Weigh the Pros and Cons
Removing people from your life can be easier said than done, especially when you have deep personal bonds with them. Placing priority on your recovery means re-evaluating your social circle to ensure you are surrounded by supportive people who will benefit your sobriety. Life is rarely that simple though- we can’t just file people into yes and no columns. That’s why weighing the pros and cons of continuing your relationships is so important: recognize who will weigh you down, who will lift you up, and who has potential.
Ask yourself these questions:
- Will this person be an active source of temptation?
- Does this person cause me stress, anxiety, or self-doubt?
- Is this person supportive of my decision to live sober?

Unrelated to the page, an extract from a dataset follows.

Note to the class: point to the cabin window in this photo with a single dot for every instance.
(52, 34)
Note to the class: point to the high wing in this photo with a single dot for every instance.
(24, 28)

- Would I be able to call this person in a time of crisis?
- Is this person someone I can depend on to help me spot warning signs of relapse?
When it comes to romantic partners or a spouse, making a decision either way becomes more complicated. Staying in an environment with active substance abuse is a leading cause of relapse. If your loved one is unwilling to create an environment that will promote your continued recovery, pay attention. Walking away may be the hardest thing you ever do, but it could also be the most important step you take for your future.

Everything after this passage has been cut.